Both men are originally from Michigan, but acting careers drew them toward Los Angeles. Eventually, however, both would yearn once again for the sleepy, small-town ambiance, perhaps because their work thrust them so squarely in the limelight.
“I was driving around Ojai, and it was so crowded and jammed with people. Then I drove through here, and it was so peaceful and beautiful,” recalled Lucking, who moved to Santa Paula with his wife 17 years ago.
Ditto for Elcar, who remembers cruising through Santa Paula on his way home from Channel Islands Harbor, where he and his wife kept a boat. He relocated from Los Angeles three years ago and, soon afterward, the two founded the theater.
Neither was a novice at the game. Elcar helped found a theater company in Ann Arbor, Mich., and was on the original artistic board of the Los Angeles Actor’s Theater. He now plays the part of Peter Thornton, boss of ABC’s “McGyver.”
Lucking is on the board of directors of the Pasadena Playhouse, acted in a TV show called “Outlaws” and recently had a role in “Napoleon and Josephine,” a TV mini-series filmed in Paris.
The two trade off duties, since one or the other is frequently on location. But some of their best contacts seem to come from these sojourns.
Paris, for instance, introduced Lucking to a young South African toting a play about apartheid. The director’s interest was piqued, and, as a result, Lucking is talking to the playwright about coming to Santa Paula and adapting his work, which contains a lot of South African argot, for a possible American premiere in Santa Paula.
Areas closer to home are also rich in subject matter. One play already slated for the fall is “Paint Your Face on a Drowning in the River” by American Indian playwright Craig Kee Stete. The work looks at the inter-generational conflicts in Indian families and is a “drama with a lot of humor and humanity,” Elcar said.
Classic fare with contemporary overtones isn’t taboo, either. This spring, the Santa Paula Theater Center will present “All the King’s Men,” Robert Penn Warren’s towering story of good and evil set in Huey Long’s Louisiana.
Play Selection
With such a plethora of possibilities, how do they choose?
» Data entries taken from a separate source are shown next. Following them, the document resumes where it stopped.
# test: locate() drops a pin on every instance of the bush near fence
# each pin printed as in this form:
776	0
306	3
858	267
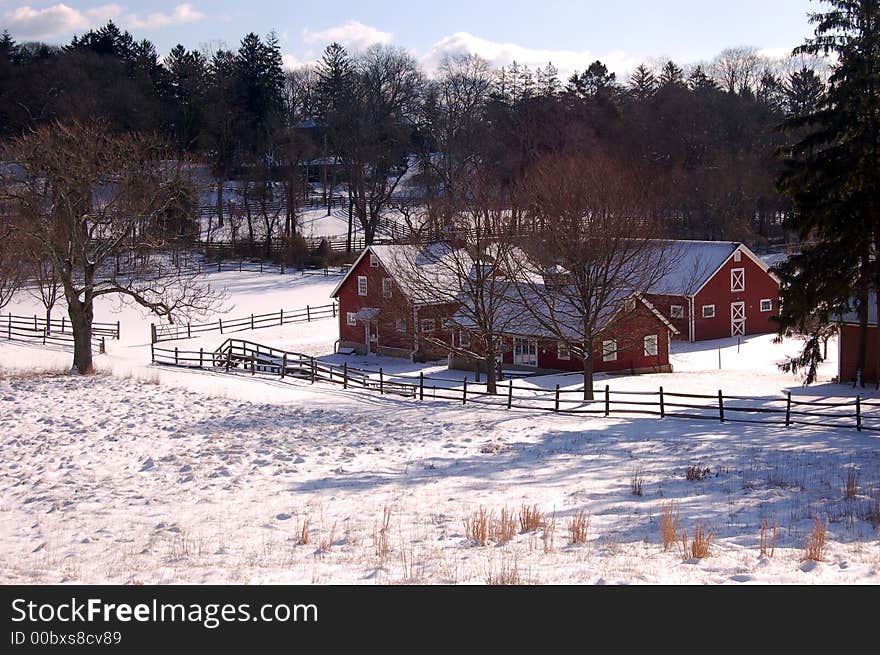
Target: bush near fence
241	356
253	322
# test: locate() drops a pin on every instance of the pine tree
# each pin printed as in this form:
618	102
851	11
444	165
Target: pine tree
831	173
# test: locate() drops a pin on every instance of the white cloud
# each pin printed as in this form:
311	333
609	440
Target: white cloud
352	34
29	23
502	54
60	20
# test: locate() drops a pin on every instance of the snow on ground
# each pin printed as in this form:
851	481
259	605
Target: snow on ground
157	475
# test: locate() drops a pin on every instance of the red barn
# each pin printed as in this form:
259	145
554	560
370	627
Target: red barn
716	289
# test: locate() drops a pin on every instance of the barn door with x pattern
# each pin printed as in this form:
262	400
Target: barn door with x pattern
737	319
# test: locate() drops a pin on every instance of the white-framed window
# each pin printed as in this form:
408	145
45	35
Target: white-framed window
609	351
563	352
737	279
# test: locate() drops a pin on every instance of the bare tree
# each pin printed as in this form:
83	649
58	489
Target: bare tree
468	273
85	196
599	247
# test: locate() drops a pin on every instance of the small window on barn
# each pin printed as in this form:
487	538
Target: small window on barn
563	352
737	280
609	351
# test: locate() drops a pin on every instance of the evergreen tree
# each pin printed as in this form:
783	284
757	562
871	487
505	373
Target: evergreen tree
831	174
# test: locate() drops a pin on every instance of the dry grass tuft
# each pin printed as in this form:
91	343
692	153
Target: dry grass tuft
669	522
815	549
851	486
577	528
529	518
476	527
380	536
768	546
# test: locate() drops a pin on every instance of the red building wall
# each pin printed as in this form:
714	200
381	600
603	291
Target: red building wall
759	285
849	348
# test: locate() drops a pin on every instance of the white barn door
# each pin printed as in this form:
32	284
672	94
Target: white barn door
737	319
The plays that see production are “things we like, we read, we find . . . that will present a new viewpoint to the city. Something with meaning and moment for today,” Lucking says.
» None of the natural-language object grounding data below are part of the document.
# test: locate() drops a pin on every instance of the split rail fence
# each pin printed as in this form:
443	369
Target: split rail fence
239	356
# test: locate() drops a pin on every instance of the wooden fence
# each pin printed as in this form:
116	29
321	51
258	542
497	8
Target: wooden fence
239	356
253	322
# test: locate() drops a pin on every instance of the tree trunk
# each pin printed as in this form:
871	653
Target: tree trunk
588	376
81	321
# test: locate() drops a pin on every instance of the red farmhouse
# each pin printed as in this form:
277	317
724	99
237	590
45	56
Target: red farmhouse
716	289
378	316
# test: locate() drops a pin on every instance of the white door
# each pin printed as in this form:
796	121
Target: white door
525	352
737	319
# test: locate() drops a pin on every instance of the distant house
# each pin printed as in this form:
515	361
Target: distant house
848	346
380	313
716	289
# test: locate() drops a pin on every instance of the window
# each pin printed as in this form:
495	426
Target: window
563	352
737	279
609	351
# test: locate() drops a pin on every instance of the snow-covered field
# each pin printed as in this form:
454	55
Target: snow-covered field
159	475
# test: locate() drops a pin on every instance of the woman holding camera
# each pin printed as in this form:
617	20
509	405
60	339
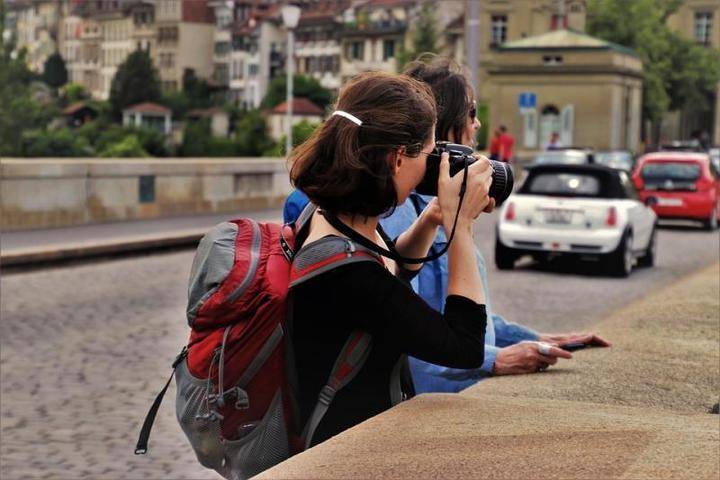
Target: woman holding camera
510	348
363	161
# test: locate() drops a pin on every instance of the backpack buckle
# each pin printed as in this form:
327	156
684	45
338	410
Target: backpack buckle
327	393
242	401
350	248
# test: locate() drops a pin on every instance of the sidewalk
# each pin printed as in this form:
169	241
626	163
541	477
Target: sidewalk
29	247
637	410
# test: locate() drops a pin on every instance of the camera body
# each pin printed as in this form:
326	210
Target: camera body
461	155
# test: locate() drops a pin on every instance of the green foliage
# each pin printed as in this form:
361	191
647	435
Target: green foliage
198	141
303	86
19	112
135	81
482	134
678	72
73	92
424	37
54	71
252	137
128	147
301	132
58	143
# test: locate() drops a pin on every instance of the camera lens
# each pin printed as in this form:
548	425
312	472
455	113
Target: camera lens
460	155
503	180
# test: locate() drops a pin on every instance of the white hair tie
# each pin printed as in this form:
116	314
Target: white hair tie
349	116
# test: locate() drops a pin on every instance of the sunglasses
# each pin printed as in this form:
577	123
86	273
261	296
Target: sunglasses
472	113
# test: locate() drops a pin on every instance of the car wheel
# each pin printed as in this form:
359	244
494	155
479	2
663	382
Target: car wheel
621	260
648	259
712	222
504	257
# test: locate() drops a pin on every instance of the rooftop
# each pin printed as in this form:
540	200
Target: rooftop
148	107
565	40
301	106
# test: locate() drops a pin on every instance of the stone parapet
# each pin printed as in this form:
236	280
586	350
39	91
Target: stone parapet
638	410
49	192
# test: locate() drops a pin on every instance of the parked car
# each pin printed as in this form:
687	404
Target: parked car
564	156
620	159
586	211
715	157
680	185
681	146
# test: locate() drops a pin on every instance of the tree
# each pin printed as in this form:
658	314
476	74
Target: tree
252	137
54	71
19	112
301	132
136	81
58	143
424	37
678	73
73	92
303	86
128	147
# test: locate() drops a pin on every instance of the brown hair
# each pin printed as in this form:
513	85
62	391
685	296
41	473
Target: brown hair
452	90
343	167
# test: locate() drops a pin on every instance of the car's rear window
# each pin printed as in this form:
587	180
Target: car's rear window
614	159
673	171
563	184
561	157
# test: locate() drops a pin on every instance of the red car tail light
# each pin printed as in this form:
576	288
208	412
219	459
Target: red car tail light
510	212
703	185
611	219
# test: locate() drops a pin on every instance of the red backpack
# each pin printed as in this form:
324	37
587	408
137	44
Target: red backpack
235	379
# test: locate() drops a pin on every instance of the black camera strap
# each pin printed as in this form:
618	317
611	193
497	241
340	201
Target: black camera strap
371	245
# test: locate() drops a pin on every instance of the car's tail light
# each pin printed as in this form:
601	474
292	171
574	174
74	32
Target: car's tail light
611	219
703	185
637	180
510	212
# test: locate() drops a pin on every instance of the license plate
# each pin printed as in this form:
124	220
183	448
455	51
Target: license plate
669	202
562	217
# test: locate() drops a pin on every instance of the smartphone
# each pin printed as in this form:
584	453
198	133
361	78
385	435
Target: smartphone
571	347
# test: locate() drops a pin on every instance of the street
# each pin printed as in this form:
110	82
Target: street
85	348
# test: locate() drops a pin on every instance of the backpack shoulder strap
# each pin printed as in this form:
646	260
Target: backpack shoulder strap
312	260
326	254
347	365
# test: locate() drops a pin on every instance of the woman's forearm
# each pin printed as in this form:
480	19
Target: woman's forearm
416	241
463	274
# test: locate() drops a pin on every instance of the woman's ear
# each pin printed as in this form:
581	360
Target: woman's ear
396	158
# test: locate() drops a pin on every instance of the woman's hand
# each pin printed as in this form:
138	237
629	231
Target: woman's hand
432	213
479	179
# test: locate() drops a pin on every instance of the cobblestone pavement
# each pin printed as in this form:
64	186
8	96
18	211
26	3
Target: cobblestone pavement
85	348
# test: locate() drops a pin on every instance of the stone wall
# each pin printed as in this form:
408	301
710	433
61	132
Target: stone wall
50	192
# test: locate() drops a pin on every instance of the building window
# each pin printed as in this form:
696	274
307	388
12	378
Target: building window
703	27
356	51
498	30
388	49
552	60
167	34
167	60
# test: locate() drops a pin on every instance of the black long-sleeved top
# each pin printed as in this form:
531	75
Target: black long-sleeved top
327	308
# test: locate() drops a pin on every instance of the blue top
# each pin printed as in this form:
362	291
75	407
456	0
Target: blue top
431	284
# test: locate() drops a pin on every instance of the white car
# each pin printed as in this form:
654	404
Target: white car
588	211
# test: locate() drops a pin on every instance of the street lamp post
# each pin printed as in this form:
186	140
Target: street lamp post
291	16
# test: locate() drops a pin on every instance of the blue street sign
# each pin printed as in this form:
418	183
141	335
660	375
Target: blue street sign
527	100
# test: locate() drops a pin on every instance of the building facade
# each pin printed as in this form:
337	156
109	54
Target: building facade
698	20
539	86
185	40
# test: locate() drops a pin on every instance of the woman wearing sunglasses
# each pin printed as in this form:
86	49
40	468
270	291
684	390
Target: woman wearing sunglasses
509	348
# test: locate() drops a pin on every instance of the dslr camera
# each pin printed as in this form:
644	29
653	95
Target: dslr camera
461	155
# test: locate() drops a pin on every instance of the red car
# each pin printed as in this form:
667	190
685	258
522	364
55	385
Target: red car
680	185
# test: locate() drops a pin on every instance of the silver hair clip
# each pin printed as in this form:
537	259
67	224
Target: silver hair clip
349	116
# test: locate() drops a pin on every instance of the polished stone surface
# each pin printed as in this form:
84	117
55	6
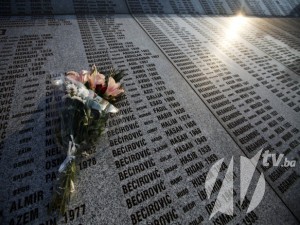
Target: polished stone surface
198	89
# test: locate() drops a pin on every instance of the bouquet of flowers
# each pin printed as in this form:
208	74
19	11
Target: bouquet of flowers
87	98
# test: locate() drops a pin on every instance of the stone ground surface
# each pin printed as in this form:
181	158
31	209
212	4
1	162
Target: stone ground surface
198	89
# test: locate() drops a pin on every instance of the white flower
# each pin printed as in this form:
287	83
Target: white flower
71	88
83	92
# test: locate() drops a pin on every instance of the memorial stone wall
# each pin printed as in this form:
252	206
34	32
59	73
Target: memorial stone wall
201	85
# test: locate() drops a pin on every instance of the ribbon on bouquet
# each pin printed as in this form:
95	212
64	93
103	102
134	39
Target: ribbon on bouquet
70	155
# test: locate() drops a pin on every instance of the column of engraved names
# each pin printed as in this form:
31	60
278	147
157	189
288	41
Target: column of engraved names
235	121
291	144
194	167
7	86
133	158
24	199
170	123
267	71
When in town, Lucking and Elcar often devote as much as 60 hours a week to preparing a production. Although neither receives a salary, the center does pay rates commensurate with Los Angeles scales to get good directors. Well-known artists such as Hiken, Karen Hensel and Salome Jens have directed there.
Actors are paid a small fee plus a percentage of the box office receipts and are drawn from the local workshops as well as from throughout Ventura County, Santa Barbara and, occasionally, Los Angeles.
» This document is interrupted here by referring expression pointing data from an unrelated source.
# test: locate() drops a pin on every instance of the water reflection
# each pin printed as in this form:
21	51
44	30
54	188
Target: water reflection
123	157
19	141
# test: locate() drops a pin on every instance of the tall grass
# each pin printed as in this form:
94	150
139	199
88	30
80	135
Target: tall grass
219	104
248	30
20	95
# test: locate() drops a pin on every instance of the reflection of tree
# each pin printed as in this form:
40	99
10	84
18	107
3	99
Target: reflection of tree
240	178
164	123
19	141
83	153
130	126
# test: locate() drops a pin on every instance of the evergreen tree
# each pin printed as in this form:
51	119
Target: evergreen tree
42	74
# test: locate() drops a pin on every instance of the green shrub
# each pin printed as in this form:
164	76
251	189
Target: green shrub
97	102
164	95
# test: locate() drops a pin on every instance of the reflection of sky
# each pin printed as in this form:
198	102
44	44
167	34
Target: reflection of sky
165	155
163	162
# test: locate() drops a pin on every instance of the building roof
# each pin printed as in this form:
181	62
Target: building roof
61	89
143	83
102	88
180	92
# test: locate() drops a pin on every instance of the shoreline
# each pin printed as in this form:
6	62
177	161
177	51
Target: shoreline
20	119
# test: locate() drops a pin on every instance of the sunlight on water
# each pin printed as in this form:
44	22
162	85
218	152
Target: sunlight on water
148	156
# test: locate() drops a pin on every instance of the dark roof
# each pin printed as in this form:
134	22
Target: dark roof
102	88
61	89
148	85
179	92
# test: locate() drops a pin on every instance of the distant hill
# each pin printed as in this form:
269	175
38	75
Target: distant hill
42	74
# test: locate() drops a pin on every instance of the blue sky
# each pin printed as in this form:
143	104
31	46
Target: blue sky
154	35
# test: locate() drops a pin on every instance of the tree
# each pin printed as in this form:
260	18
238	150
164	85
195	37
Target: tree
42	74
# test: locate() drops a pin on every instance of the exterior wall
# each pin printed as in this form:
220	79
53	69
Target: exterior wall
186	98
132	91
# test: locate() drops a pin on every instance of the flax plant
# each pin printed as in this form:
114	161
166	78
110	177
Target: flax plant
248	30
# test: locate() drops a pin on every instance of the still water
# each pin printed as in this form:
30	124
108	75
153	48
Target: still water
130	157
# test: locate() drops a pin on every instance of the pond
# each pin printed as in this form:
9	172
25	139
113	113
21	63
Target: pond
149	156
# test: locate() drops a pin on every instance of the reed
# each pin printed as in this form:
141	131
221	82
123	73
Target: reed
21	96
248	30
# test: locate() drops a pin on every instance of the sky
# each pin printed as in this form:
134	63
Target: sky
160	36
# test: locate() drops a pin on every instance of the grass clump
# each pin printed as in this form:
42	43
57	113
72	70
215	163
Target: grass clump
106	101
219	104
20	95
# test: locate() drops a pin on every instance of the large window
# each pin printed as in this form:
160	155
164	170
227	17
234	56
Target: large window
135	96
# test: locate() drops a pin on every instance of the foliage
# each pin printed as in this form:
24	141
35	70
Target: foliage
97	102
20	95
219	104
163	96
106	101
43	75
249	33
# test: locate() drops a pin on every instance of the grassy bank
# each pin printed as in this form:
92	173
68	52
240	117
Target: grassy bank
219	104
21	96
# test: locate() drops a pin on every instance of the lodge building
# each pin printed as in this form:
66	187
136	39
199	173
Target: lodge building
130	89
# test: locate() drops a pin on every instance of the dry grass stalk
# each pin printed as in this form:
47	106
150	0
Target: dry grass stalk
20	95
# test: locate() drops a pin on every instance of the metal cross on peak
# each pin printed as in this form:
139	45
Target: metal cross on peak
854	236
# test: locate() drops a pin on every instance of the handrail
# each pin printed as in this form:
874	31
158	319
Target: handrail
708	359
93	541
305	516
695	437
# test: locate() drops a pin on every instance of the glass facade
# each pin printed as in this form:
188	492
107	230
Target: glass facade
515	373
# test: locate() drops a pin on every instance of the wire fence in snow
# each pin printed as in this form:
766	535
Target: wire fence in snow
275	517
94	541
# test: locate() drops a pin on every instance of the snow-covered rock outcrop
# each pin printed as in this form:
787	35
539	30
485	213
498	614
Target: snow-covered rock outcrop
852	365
Beth Henley’s “The Miss Firecracker Contest,” which ended earlier this month, featured actors from Ventura, Santa Paula, Camarillo, Santa Barbara, Port Hueneme and Thousand Oaks.
Elcar and Lucking often enhance the theatergoing experience with conceptual touches.
To counterpoint “Miss Firecracker,” which takes place on a front porch in the Old South, the directors commissioned local photographer John Nichols to shoot a series of front porches in Santa Paula and even included bits and pieces of actual porch rails, decorative roofing and other porch accouterments.
For “Hothouse,” which unfolds in a mental institution where patients are referred to by numeral instead of name, ushers handed out numbered cards to theatergoers, and the lobby featured a haunting art display by inmates at Camarillo State Mental Hospital.
Both directors say that too many theater groups condescend to their audiences by attempting to second-guess what their audiences want to see. But not in Santa Paula.
“It is not the work of an artist to take polls, it’s to create marvelous and wonderful theater. And, if it is marvelous and wonderful theater, people will go,” Elcar says. “We are of this town, and this theater is of this community. That’s what gives it inspiration and meaning.”